In your original sentence, "one" is neither the pro-nominal one nor the pronoun one, but actually a third type of word:
A man who looks up to celebrities will never become one.
"One" here is what CamGEL calls a determinative, and it's basically used as a stressed, independent version of the indefinite article a(n). "One" here is short for "a celebrity", like how "mine" is short for "my pen" in a sentence like "If you need a pen, you can take mine". But since the plural of "a celebrity" is "celebrities", with no determiner, I think there's no way to form an equivalent expression in the plural. CamGEL more specifically refers to this type of determinative one as "singulative one" (or "ones" for short) and says it "fills the gap resulting from the inability of a to function as fused-head", giving the example "Mary bought a book, and I bought *a/ones as well" (Chapter 5, §7.7., page 387, underlining replaced with bold).
The upvotes on terdon's answer, as well as several comments, show that a significant amount of people who visited this page think "Men who look up to celebrities will never become one (themselves)" sounds natural. I don't like that wording, because I view it as equivalent to saying "Men who look up to celebrities will never become a celebrity (themselves)", and I find it illogical to use the singular predicate "one/a celebrity" in combination with the plural subject "Men". Perhaps my attitude about this is too rigid, and it is in practice a fine way to put it. But I wouldn't choose that wording in the context of something like a grammar test: R.M.'s comment shows that I'm not the only person who finds the number mismatch problematic.

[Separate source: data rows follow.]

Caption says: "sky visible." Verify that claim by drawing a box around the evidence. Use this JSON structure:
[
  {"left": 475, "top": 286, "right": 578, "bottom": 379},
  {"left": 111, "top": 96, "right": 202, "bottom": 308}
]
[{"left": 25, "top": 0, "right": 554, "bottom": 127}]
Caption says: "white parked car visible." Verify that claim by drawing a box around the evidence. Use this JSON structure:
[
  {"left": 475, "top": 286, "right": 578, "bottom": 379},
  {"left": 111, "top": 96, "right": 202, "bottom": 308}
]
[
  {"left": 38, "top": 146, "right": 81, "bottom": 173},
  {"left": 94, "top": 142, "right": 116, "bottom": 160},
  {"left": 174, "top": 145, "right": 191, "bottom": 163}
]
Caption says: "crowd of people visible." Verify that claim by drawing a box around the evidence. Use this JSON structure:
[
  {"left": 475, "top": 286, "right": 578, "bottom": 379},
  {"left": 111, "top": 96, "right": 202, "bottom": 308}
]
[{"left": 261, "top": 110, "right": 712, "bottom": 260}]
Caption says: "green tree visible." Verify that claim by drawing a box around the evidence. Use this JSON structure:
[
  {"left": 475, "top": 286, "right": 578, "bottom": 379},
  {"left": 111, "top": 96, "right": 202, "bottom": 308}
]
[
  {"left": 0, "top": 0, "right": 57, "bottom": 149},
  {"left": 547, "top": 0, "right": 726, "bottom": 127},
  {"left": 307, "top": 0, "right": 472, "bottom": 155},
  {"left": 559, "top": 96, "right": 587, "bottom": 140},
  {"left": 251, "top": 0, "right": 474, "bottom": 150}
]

I think that in this case, you don't need a plural. Any individual man can only become 'one', so even when talking of men, each can, or can not, become one.
In this case, ending the sentence with "one" means that you're leaving off an understood, but unwritten/unspoken part of the sentence: "of them".
In many contexts, we could replace "one" with "a", but it wouldn't make sense to make that change here, unless you include a full noun to go with "a" - like "a celebrity".
A man who looks up to celebrities (a group of people) will never become one of them.
A man who looks up to celebrities (a group of people) will never become a celebrity.
After all, "a man" (literally one man) doesn't become more than one of anything, he joins a group, in this case, of celebrities.
It perhaps sounds more natural in a different context:
'Do you like these greetings cards?' 'No, I prefer these ones.'
The only pronoun here that doesn't sound awkward to me is "them":
Men who look up to celebrities will never become them.
However, this is a little bit ambiguous because it could be interpreted as meaning that the men will never become the specific celebrities they look up to, rather than become celebrities at all. (That is, will a man who looks up to Tom Hanks never become a celebrity, or will he only never become Tom Hanks?)
So I would just duplicate the word "celebrities":
Men who look up to celebrities will never become celebrities themselves.
The addition of "themselves" is not strictly necessary but it helps to emphasise that the second use of the word "celebrities" does not refer to the same people as the first one does.
"A man who looks up to celebrities will never become one of them" sort of fixes the semantics of it.
Become a man? Become one (with nature)? Become one of them.
Beats becoming ones such that they thus are.